現場の負担を軽減、新型コロナ患者向け宿泊療養施設にAI問診票を導入

■コロナ宿泊療養者版のAI問診票とは?


第6波によって新型コロナウイルス感染症患者が急増するなか、宿泊療養施設の業務に携わる看護師不足が深刻化している。そうした状況に対応するものとして、2月から東京都の新型コロナ患者向け宿泊療養施設に提供が開始されたのが、AI問診票「『今日の問診票』コロナ宿泊療養者版」だ。

「『今日の問診票』コロナ宿泊療養者版」とは、AIによって症状などに応じて動的に質問が変わる電子問診票に、医学情報データベース「Current Decision Support(CDS)」を組み合わせた、国内初のAIを用いた本格診療支援システムである「今日の問診票」を、新型コロナウイルス感染症患者が宿泊療養施設に入所する際に必要となる問診に特化してカスタマイズしたもの。

QRコードからウェブサイトにアクセスすると、療養中の体調や症状の有無、解熱薬の服用歴といった健康観察に関係する質問が表示され、患者が自分で回答を選んで入力していくという仕組みになっている。回答に応じて表示される質問は30問前後、入力にかかる時間は10分程度だ。

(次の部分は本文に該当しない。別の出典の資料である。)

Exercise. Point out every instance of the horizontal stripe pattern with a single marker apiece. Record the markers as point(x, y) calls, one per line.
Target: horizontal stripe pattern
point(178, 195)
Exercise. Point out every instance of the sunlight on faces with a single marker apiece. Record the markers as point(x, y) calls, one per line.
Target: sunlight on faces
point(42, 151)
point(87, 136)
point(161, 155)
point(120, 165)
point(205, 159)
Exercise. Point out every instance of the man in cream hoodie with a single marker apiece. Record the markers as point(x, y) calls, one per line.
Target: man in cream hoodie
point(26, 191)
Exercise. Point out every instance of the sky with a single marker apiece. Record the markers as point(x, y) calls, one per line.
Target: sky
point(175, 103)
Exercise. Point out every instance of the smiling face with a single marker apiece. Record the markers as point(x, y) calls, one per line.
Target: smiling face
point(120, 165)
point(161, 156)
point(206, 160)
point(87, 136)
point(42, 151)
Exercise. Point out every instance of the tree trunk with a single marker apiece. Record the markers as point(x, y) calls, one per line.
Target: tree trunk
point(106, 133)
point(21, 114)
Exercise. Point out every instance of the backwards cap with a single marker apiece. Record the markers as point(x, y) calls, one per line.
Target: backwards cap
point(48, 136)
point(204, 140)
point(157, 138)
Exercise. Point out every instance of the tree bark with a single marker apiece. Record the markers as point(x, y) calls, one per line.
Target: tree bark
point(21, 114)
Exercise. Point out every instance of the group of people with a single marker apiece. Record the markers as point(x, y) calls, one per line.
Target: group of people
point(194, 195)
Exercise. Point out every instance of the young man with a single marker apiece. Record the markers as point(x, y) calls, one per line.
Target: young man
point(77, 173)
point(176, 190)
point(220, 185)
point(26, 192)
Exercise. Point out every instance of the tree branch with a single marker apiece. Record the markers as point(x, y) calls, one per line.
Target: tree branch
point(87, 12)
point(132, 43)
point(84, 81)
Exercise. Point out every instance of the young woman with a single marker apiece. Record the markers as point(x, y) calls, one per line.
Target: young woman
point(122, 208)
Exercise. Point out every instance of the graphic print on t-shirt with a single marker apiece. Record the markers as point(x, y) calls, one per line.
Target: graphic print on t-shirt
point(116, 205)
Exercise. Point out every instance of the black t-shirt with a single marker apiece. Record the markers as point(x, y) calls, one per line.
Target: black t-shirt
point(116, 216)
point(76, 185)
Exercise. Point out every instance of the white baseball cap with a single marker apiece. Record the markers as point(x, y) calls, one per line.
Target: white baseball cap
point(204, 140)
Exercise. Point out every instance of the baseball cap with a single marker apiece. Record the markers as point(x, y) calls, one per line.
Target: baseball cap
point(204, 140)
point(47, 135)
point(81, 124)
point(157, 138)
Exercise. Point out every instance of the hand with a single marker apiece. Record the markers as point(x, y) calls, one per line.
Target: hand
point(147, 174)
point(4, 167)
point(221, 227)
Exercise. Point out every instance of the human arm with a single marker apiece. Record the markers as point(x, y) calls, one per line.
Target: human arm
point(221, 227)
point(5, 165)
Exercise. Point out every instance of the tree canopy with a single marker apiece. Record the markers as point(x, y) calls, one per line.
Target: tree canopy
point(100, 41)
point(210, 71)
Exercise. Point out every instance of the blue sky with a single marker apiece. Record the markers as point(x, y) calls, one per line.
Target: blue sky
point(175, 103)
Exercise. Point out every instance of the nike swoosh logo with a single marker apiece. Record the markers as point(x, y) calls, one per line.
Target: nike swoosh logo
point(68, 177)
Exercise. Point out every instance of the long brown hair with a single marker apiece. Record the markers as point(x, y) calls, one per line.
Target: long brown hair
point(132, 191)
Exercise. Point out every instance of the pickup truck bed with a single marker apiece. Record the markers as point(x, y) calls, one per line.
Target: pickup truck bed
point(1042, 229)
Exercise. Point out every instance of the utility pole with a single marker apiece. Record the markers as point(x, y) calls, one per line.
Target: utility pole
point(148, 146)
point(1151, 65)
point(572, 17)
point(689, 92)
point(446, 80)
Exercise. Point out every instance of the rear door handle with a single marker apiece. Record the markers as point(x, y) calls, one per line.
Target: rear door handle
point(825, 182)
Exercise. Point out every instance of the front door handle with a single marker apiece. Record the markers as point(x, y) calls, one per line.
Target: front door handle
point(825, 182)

現状では、患者の健康観察と説明は看護師がすべて電話でおこなっており、患者ひとりにつき20~40分程度かかっている。患者数が増大し、看護師が不足している医療現場においては、この業務が負担となっていた。

だが、「『今日の問診票』コロナ宿泊療養者版」を使用することで、健康状態の聞き取りやその後の登録作業に関係する時間は半分程度に減らすことができる。また、感染のリスクに晒されながら業務に従事せねばならない医療現場だからこそ、患者との接触を少しでも減らしながら、必要な情報を入手できるのも大きなメリットだ。

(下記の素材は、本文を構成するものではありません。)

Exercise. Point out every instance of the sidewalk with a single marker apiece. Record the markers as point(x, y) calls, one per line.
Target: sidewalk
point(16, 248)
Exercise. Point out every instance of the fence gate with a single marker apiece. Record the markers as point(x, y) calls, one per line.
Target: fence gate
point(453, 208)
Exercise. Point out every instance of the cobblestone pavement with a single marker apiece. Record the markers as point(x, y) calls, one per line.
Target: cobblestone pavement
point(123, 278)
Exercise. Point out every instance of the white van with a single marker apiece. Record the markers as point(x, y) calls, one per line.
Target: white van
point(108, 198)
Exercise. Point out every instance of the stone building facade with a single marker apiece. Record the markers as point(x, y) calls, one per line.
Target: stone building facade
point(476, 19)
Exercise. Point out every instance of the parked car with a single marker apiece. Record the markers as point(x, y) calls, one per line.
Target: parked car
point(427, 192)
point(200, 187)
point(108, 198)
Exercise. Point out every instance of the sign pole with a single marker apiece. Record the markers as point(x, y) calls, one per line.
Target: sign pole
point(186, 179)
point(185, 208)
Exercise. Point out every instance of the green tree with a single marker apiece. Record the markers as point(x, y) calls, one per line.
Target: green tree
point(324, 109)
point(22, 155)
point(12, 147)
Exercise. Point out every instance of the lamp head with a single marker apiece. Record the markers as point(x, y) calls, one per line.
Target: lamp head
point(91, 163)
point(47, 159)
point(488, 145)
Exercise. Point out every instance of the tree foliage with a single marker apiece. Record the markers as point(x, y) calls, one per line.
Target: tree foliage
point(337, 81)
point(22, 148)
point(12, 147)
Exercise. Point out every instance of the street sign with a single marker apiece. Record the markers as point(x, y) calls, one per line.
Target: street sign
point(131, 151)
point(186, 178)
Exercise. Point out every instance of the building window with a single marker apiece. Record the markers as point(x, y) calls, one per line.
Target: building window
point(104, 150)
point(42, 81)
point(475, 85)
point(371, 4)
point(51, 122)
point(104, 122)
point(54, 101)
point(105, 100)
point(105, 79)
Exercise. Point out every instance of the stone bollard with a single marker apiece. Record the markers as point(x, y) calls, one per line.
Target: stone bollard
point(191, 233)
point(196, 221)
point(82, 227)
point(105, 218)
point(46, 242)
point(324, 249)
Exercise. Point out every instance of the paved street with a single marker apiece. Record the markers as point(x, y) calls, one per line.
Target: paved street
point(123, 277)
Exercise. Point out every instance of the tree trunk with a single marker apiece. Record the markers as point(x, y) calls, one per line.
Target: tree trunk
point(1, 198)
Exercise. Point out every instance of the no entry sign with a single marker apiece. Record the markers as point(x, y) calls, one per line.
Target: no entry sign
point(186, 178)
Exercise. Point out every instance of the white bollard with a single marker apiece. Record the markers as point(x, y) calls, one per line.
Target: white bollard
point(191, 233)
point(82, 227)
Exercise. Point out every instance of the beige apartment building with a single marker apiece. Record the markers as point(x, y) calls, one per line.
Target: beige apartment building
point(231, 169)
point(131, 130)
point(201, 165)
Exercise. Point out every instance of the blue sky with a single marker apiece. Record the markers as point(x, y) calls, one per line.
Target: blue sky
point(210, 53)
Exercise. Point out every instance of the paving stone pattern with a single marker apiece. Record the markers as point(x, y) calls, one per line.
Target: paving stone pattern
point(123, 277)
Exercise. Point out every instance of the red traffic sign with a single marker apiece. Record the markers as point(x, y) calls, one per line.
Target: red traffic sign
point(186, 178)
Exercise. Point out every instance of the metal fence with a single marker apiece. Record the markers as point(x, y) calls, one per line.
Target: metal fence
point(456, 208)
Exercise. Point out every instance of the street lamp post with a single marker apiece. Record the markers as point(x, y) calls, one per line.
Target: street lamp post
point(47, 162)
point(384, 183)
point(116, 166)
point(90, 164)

ほかには、「『今日の問診票』コロナ宿泊療養者版」の機能では、質問の終了後に、「酸素飽和度はどうやって測るのか」「いつ退所できるのか」といった患者の疑問に答える動画を閲覧することも可能。東京都のホテル療養退所の基準は現在、YouTubeでも限定公開されている。


『今日の問診票』コロナ宿泊療養者版」を提供している株式会社プレシジョンによると、今後は提供施設を順次拡大していくとともに、ディープラーニングを用いた音声認識や英語などの多言語版を開発し、医療現場へのサポートをさらに進めていく予定だという。